Offene Drohungen nach dem Anschlag

Nur wenige Tage nach dem Attentat veröffentlichte die iranische Nachrichtenagentur Fars eine beunruhigende Warnung: Länder, die Gruppen wie die Volksmudschaheddin beherbergen, müssten mit „ernsten Konsequenzen“ rechnen. Für viele Beobachter ein indirektes Schuldeingeständnis.

Alte Taktik, neues Ziel: Europäischer Spitzenpolitiker im Visier

Zwar gab es bereits zahlreiche Anschlagsversuche gegen iranischstämmige Regimegegner in Europa – etwa in den Niederlanden, Dänemark, Großbritannien und Frankreich. Doch der Fall Vidal-Quadras ist anders: Zum ersten Mal wurde ein nicht-iranischer, europäischer Spitzenpolitiker zum Ziel. Das bedeutet: Teherans Killertrupps machen vor Herkunft und Pass längst nicht mehr halt.

Bei einer Pressekonferenz in Madrid stellte sich Vidal-Quadras den Fragen der Medien. APA/AFP/Thomas COEX

Kritik an Europas Reaktion

Vidal-Quadras selbst warnt gegenüber der Welt vor dem europäischen Schweigen. Der Westen lasse sich durch Geiselnahmen und Erpressung einschüchtern – etwa wie im Fall Belgiens, wo ein wegen Terrorplänen verurteilter iranischer Diplomat gegen einen in Teheran festgehaltenen Belgier ausgetauscht wurde.

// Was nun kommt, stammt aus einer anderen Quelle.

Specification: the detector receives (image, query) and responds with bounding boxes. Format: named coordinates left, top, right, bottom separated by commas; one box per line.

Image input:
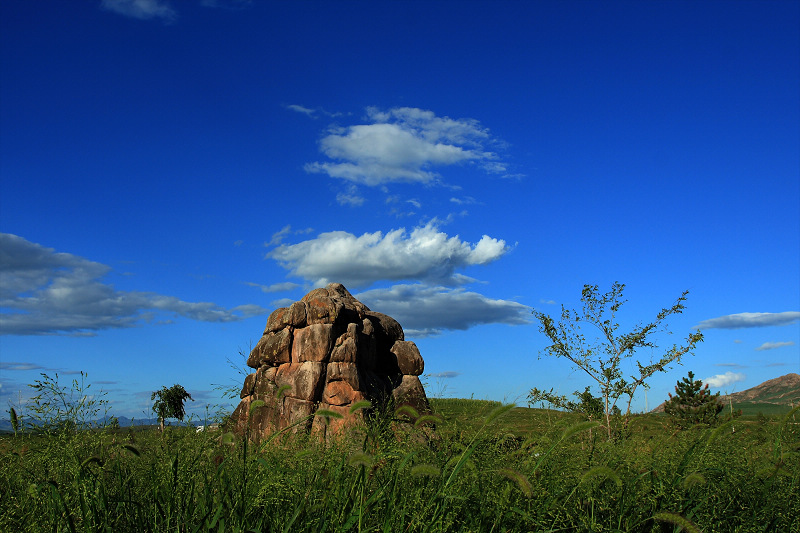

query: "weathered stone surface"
left=358, top=318, right=377, bottom=368
left=327, top=362, right=361, bottom=390
left=263, top=301, right=308, bottom=333
left=311, top=403, right=362, bottom=438
left=292, top=323, right=335, bottom=362
left=264, top=307, right=289, bottom=334
left=275, top=362, right=325, bottom=401
left=302, top=288, right=345, bottom=325
left=253, top=366, right=278, bottom=398
left=392, top=375, right=428, bottom=412
left=283, top=397, right=315, bottom=432
left=233, top=283, right=429, bottom=440
left=330, top=324, right=359, bottom=363
left=366, top=311, right=404, bottom=351
left=247, top=329, right=292, bottom=368
left=240, top=372, right=256, bottom=399
left=323, top=380, right=364, bottom=406
left=390, top=340, right=424, bottom=376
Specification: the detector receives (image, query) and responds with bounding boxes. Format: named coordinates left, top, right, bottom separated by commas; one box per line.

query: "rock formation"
left=231, top=283, right=429, bottom=439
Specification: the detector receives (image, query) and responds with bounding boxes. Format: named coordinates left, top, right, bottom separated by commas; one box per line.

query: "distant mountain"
left=719, top=373, right=800, bottom=406
left=652, top=373, right=800, bottom=414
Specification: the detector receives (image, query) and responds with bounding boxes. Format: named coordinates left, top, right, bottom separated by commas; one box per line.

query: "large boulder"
left=231, top=283, right=430, bottom=440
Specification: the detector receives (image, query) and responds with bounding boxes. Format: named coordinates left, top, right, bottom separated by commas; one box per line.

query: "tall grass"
left=1, top=400, right=798, bottom=532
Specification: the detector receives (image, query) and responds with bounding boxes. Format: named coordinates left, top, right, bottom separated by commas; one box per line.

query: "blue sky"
left=1, top=0, right=798, bottom=420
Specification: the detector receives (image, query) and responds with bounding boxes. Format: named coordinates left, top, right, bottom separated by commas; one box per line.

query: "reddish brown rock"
left=327, top=362, right=361, bottom=390
left=282, top=397, right=315, bottom=432
left=391, top=341, right=425, bottom=376
left=392, top=375, right=429, bottom=412
left=366, top=311, right=404, bottom=350
left=311, top=403, right=363, bottom=438
left=240, top=372, right=256, bottom=399
left=264, top=301, right=308, bottom=334
left=233, top=283, right=429, bottom=440
left=275, top=362, right=325, bottom=401
left=247, top=329, right=292, bottom=368
left=322, top=381, right=364, bottom=406
left=302, top=288, right=345, bottom=325
left=292, top=323, right=335, bottom=362
left=330, top=323, right=359, bottom=363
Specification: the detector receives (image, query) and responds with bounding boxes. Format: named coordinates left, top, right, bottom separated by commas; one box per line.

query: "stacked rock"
left=231, top=283, right=429, bottom=439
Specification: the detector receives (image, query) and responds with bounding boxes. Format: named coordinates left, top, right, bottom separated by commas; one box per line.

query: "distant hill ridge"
left=652, top=373, right=800, bottom=413
left=719, top=373, right=800, bottom=405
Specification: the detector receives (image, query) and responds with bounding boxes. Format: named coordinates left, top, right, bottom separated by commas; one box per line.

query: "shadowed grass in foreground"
left=1, top=401, right=798, bottom=532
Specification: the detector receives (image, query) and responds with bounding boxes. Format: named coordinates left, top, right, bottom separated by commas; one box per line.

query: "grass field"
left=1, top=399, right=798, bottom=532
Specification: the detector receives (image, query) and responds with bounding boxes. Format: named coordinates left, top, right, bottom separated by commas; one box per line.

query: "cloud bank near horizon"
left=0, top=233, right=266, bottom=336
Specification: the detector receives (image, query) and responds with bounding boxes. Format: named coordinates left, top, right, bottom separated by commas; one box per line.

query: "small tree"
left=151, top=384, right=193, bottom=431
left=528, top=386, right=609, bottom=420
left=663, top=371, right=723, bottom=428
left=532, top=282, right=703, bottom=440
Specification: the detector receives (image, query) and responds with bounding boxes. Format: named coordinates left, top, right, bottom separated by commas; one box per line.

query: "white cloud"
left=266, top=222, right=510, bottom=288
left=244, top=281, right=300, bottom=293
left=0, top=362, right=46, bottom=372
left=304, top=107, right=508, bottom=186
left=694, top=312, right=800, bottom=330
left=101, top=0, right=177, bottom=22
left=265, top=225, right=292, bottom=247
left=200, top=0, right=252, bottom=8
left=0, top=233, right=266, bottom=336
left=428, top=371, right=461, bottom=379
left=703, top=371, right=746, bottom=388
left=355, top=283, right=531, bottom=337
left=755, top=341, right=795, bottom=351
left=270, top=298, right=295, bottom=308
left=284, top=104, right=345, bottom=119
left=336, top=185, right=365, bottom=207
left=450, top=196, right=479, bottom=205
left=286, top=104, right=315, bottom=117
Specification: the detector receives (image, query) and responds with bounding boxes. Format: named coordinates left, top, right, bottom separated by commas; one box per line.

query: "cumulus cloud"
left=101, top=0, right=177, bottom=22
left=355, top=283, right=531, bottom=337
left=703, top=372, right=746, bottom=388
left=0, top=233, right=266, bottom=336
left=694, top=312, right=800, bottom=330
left=304, top=107, right=509, bottom=186
left=267, top=222, right=509, bottom=288
left=755, top=341, right=795, bottom=351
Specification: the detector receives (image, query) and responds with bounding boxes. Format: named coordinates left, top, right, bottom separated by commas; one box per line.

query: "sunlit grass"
left=1, top=400, right=798, bottom=532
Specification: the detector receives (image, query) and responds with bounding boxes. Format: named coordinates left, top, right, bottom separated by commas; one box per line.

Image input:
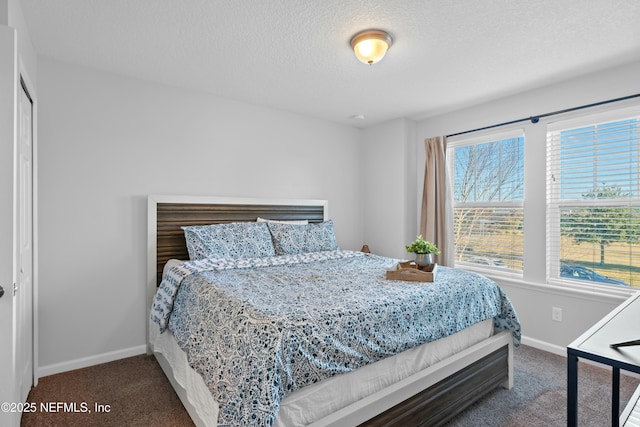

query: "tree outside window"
left=448, top=131, right=525, bottom=272
left=548, top=115, right=640, bottom=288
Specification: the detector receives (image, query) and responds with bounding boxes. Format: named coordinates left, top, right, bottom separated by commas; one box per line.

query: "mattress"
left=150, top=316, right=494, bottom=427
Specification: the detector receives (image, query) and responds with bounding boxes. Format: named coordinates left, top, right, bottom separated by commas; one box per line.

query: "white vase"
left=415, top=253, right=434, bottom=268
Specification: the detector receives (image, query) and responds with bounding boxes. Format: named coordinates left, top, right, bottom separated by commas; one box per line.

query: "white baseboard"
left=30, top=336, right=579, bottom=379
left=520, top=335, right=640, bottom=379
left=38, top=345, right=147, bottom=378
left=34, top=337, right=565, bottom=379
left=520, top=335, right=566, bottom=357
left=36, top=335, right=640, bottom=380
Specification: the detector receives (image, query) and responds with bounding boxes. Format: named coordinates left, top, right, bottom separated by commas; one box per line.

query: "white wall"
left=37, top=58, right=364, bottom=374
left=415, top=60, right=640, bottom=352
left=5, top=0, right=36, bottom=80
left=361, top=118, right=418, bottom=259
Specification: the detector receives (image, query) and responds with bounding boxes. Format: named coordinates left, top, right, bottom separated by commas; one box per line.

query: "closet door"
left=16, top=78, right=34, bottom=403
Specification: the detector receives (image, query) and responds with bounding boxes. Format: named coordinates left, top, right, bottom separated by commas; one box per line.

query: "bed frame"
left=146, top=194, right=513, bottom=427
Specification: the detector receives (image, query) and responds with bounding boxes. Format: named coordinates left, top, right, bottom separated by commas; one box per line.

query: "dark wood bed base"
left=148, top=196, right=511, bottom=427
left=361, top=345, right=509, bottom=427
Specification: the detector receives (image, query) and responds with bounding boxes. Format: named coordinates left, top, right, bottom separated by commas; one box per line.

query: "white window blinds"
left=546, top=107, right=640, bottom=288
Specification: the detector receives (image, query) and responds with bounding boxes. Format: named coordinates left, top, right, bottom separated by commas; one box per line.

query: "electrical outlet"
left=552, top=307, right=563, bottom=322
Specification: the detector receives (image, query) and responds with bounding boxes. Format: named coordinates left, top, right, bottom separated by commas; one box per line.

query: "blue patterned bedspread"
left=151, top=250, right=520, bottom=426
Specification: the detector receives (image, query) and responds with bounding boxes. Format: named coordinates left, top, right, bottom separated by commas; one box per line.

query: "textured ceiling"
left=20, top=0, right=640, bottom=128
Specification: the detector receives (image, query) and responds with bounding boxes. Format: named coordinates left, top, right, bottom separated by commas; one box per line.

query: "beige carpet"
left=21, top=345, right=640, bottom=426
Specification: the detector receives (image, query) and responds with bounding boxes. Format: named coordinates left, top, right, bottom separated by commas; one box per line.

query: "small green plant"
left=405, top=235, right=440, bottom=255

„Das ist ein fataler Fehler“, sagt Vidal-Quadras. „Wenn man sich einmal erpressen lässt, wird man immer zur Zielscheibe. Der Westen wirkt schwach, und das motiviert solche Regime, weiterzumachen.“

Forderung nach Konsequenzen

Der Politiker fordert nun:

Die Einstufung der Revolutionsgarden als Terrororganisation (wie in den USA und Kanada)
Die Schließung aller iranischen Botschaften in Europa
Eine konsequente Unterstützung der iranischen Opposition
Ein Ende der Appeasement-Politik

Teheran versucht offenbar, Kritiker weltweit auszuschalten. Europa wird zur Bühne eines gefährlichen Spiels.